Alzò lo sguardo, verso il soffitto. Una luce danzava sulla parete incolore. Proiezione di una candela che tremante vibrava nell'aria e diffindeva il proprio profumo. Apparsa così, sembrava la luna piena appesa a ochi metri da terra. La parete incolore esplodeva in un cielo scuro non visto. Fu allora che, non sapendo bene perché, gli venne in mente il violinista pazzo. Un'ombra, una silhouette che chissà, magari avrebbe riempito di quei colori che la musica gli avrebbe ispirato. Un'ombra che percorreva una strada silenziosa, sul lastricato bagnato che rifletteva qualche flebile luce. O forse il volto di un'uomo che al termine di una scalinata faceva cantare il proprio violino in fronte ad un'intera città.


...In un luogo molto lontano, in un luogo assai remoto, costretti a vivere, essi sentirono una risposta a questo suono...


Eppure, era solo silenzio, che anche la flebile fiamma taceva. Lei parlava nel silenzio, su una parete senza colore e senza contorni. Sprofondò nel silenzio come il suo corpo tra i cuscini del divano. Osservava un punto che non c'era, un orizzonte che appariva, su una spiaggia indefinita, la bassa marea e l'acqua del mare sospesa nell'aria, tanto da avvolgerlo in una nebbia. La stessa che si faceva attorno ai contorni scuri del violinista pazzo, nel suo mantello lungo una strada bagnata di pioggia e chissà, forse di lacrime. Ma nel frattempo assaporava l'aria, ascoltava il mare, riempiva gli occhi di colore, un azzurro che aveva voluto imprimere nel cuore.


...Risposta a quel desiderio che ognuno ha nel proprio seno, il senso perduto che appartiene alla ricerca dimenticata...
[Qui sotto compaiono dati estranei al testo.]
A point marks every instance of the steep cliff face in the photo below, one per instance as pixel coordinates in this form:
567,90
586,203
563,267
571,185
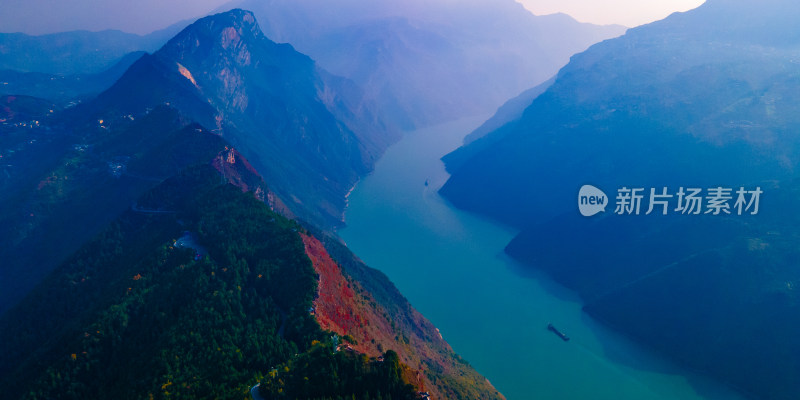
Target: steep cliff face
702,99
376,324
309,133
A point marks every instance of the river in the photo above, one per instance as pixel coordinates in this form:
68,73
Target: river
450,265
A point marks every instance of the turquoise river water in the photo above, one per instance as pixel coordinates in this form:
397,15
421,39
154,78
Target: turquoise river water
450,265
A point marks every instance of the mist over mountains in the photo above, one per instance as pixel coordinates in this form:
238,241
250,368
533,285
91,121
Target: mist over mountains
705,99
430,61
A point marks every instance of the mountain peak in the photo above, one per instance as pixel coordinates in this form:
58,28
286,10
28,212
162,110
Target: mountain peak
230,31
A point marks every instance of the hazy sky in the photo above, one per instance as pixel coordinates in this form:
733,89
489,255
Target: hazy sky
144,16
624,12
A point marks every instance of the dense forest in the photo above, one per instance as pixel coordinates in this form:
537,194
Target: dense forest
323,373
134,315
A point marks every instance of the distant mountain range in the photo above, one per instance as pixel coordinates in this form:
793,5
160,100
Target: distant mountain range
76,52
310,133
706,98
150,255
429,61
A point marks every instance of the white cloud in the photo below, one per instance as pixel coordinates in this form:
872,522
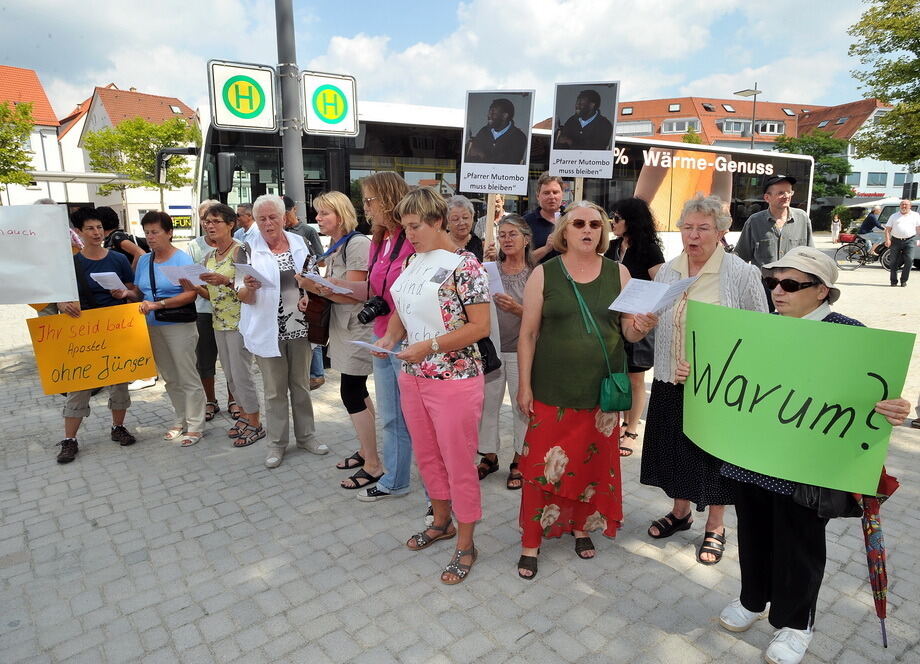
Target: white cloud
790,79
157,47
532,44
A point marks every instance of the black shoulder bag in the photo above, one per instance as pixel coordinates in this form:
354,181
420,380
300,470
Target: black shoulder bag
184,314
490,358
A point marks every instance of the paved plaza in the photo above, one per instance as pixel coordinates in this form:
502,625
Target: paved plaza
153,553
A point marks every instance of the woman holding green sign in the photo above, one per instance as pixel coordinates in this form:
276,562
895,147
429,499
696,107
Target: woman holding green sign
781,540
670,460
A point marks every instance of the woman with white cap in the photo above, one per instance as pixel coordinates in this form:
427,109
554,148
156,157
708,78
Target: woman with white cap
781,544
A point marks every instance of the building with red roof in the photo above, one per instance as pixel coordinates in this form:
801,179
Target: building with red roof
22,86
731,123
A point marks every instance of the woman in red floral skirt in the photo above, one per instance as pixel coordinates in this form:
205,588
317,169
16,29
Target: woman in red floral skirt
571,460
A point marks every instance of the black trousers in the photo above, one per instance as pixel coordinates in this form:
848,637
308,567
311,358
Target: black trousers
782,551
902,249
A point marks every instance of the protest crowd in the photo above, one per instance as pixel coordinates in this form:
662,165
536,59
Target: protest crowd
446,314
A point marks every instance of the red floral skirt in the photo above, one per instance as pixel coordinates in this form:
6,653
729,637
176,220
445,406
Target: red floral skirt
571,469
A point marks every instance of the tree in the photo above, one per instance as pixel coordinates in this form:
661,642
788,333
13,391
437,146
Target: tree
131,149
15,158
831,166
692,136
888,45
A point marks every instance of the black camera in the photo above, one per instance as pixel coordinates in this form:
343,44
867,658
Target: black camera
376,306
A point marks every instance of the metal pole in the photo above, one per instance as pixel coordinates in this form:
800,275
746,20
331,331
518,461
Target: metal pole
291,134
753,115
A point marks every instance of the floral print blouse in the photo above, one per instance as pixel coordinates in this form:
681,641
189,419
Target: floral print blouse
470,284
224,300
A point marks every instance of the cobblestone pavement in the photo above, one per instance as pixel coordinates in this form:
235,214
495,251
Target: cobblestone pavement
153,553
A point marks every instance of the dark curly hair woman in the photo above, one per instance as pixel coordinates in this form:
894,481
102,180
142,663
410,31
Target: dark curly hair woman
638,248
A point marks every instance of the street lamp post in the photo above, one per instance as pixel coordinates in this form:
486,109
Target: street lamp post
751,92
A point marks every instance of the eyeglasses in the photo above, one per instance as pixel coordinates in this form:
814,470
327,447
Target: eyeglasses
788,285
594,223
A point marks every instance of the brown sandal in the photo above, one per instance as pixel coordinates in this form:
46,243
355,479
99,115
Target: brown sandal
423,540
487,465
515,479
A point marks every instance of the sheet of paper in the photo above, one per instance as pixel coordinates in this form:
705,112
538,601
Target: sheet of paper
495,277
315,278
108,280
372,347
245,270
642,297
176,272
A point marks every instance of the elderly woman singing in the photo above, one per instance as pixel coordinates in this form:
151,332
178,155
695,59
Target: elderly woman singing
274,329
670,460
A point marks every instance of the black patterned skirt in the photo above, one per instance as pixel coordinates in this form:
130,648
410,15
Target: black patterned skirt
672,462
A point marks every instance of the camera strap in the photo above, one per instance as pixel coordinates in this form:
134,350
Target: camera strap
400,239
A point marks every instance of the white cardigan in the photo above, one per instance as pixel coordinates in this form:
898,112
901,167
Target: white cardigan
739,287
259,320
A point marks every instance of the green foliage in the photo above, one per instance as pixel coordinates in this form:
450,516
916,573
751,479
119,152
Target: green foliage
831,166
15,157
893,137
888,46
692,137
131,149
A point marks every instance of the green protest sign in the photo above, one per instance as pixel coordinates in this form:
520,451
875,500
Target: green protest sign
792,398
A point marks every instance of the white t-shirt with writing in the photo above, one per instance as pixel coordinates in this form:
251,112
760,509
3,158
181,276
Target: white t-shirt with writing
903,225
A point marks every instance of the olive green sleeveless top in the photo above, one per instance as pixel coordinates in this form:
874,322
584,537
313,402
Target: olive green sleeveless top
568,364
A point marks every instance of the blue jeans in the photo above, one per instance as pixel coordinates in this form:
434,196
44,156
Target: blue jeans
902,248
316,363
397,446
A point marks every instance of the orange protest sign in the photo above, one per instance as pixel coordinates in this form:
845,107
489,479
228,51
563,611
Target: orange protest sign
103,346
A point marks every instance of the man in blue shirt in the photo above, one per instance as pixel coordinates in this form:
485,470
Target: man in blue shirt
500,141
542,220
587,129
94,258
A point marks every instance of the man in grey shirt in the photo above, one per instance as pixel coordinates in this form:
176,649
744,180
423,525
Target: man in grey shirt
293,225
767,235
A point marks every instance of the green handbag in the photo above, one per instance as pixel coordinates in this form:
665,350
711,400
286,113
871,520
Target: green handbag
616,390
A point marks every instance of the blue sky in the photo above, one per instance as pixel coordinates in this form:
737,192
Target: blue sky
431,53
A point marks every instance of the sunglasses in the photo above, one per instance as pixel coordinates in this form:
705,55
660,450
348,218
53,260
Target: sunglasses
789,285
594,223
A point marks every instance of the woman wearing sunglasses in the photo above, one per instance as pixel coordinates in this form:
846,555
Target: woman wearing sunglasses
784,572
570,461
670,460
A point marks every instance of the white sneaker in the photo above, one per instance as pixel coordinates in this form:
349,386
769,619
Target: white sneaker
313,446
274,457
140,384
735,618
788,646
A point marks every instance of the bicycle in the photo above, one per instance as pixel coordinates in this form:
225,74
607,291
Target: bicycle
855,254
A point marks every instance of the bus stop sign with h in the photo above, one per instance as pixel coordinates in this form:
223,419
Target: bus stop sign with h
244,98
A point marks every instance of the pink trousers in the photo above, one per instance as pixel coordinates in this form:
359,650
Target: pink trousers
442,417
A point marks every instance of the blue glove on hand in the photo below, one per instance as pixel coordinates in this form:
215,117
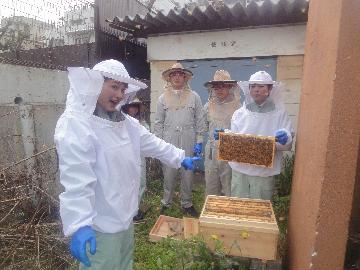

Sprofondò oltre, nei ricordi, nella musica di un violino suonato col cuore in mano da uno sconosciuto una notte d'estate, o almeno così gli era parso. Forse era lui a tenere la propria anima sospesa sulla punta delle dita. La fece cadere, persa nelle acque di un fiume. O forse era an alito di vento. Non lo seppe dire, in quel momento. Sentì soltanto il tempo scorrergli nelle vene. Proprio allora, che tutto sembrava immobile e solo il tremolio di una candela contava i secondi. Come un trillo malinconico, quello suonato dall'uomo in cima alla scalinata, gli occhi chiusi ed il braccio che scivolava lento reggendo l'archetto per aria.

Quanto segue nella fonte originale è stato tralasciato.